La primera imagen en que se percibió este fenómeno fue con la instantánea de su reunión con la portavoz de un grupo parlamentario que hacía suyos los fines de una banda terrorista sin llegar a condenar sus medios, que habían costado la vida cruel y salvajemente a más de ochocientas personas: la mujer aparecía doblemente en la fotografía, dándose la mano a sí misma, sonriente.

En una vieja grabación, captada en lo que parecía una intervención suya en la tribuna del Congreso de los Diputados, los expertos se asombraron al revelarse que, a medida que iba hablando, su figura se esfumaba para ser sustituida por una visión en principio borrosa, que luego se iba haciendo nítida: era un hombre con gafas, pelo abundante negro, recostado en un sofá, con la imagen de un táper gigante sobre la cabeza, quien terminaba pronunciando el discurso.

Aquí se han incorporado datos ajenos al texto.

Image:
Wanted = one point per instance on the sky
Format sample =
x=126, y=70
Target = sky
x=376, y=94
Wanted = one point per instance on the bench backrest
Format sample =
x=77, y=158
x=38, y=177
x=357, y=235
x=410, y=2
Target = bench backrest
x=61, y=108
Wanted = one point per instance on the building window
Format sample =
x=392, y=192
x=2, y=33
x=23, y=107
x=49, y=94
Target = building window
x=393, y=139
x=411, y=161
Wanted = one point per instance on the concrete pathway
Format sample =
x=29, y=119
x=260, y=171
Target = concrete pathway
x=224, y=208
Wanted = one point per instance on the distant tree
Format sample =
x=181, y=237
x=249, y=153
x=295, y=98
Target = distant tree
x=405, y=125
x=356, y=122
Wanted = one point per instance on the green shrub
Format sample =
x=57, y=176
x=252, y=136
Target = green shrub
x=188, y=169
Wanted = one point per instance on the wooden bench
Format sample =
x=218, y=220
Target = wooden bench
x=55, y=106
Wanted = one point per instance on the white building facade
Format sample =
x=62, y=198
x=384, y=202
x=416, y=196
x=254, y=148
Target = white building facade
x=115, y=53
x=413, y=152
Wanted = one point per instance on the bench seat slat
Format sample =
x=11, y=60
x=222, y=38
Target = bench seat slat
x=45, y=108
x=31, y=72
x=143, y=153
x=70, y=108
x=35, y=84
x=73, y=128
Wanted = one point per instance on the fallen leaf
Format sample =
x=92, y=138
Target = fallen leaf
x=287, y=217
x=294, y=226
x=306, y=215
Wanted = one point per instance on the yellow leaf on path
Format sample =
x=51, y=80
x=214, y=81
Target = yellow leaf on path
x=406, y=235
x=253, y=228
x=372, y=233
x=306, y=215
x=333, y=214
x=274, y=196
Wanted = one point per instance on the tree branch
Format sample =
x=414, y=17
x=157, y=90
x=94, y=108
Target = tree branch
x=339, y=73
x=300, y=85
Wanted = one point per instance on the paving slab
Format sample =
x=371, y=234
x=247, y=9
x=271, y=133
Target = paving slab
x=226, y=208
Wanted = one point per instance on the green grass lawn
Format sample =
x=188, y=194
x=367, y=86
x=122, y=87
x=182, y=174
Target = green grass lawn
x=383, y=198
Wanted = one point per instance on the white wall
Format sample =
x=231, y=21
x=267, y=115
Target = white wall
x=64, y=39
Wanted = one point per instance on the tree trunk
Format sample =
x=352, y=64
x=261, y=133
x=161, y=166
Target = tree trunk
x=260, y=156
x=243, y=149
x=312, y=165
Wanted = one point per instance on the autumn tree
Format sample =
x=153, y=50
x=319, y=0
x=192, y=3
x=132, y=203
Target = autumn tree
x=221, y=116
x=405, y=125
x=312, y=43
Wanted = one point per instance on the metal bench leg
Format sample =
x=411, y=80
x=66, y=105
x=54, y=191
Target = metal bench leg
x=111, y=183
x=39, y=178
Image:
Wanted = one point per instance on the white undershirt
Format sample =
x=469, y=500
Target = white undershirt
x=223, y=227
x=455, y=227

Este hombre, identificado por los expertos como un antiguo delincuente huido de la Justicia por malversar dinero de los impuestos recaudados a los ciudadanos, terminaba riéndose a carcajadas desde la tribuna, mientras sus risas eran celebradas alegremente desde la bancada del Gobierno, cuyos miembros se desprendían de sus pantalones y los arrojaban al estrado entre vítores, aplausos y gritos de «¡Amnistía, amnistía y más amnistía, que penar por robar no tenga día!», como en un esperpento valleinclanesco.

Las antiguas fotografías dieron muchas sorpresas a los investigadores. Aquellas en las que debería figurar nuestro esquivo protagonista en actos oficiales en diferentes instituciones del Estado, la imagen se había mimetizado con el color de las paredes, de tal manera que resultaba imposible identificar separadamente su persona de la institución. En otras ocasiones, si aparecía junto a magistrados se mimetizaba con la indumentaria de éstos, luciendo su toga, convenientemente empolvada por el camino, en un fenómeno que algunos estudiosos definieron como el «síndrome del bolaño», expresión cuyo significado literal es el de «bola o pelota de piedra que disparaban las bombardas o los pedreros», lo que venía siempre al caso.

Los aquejados por dicho síndrome decían que había un terrorismo bueno y uno malo. Para saber distinguirlos era condición inexcusable sentir una irrefrenable ansia por lamerles las suelas de los zapatos a siete personas en concreto, puesto que el siete es el número perfecto y mágico, además del número de diputados que tenía entonces el hombre con gafas, pelo abundante negro, recostado en un sofá, con la imagen de un táper gigante sobre la cabeza.

Jamás se hizo público el informe con las conclusiones definitivas acerca de la extraña historia del presidente que nunca existió. En los mentideros circuló durante mucho tiempo el rumor de que el informe lo intentaron reescribir los mismos que habían perpetrado su tesis doctoral y sus libros. Para muchos, fue la prueba definitiva de que en aquella España pretérita en realidad no gobernó nadie, aunque siempre se pagó muy bien a quienes contribuyeron a mantener la patraña, porque en el fondo gobernar entonces sólo consistió en eso: en pagar y en mentir.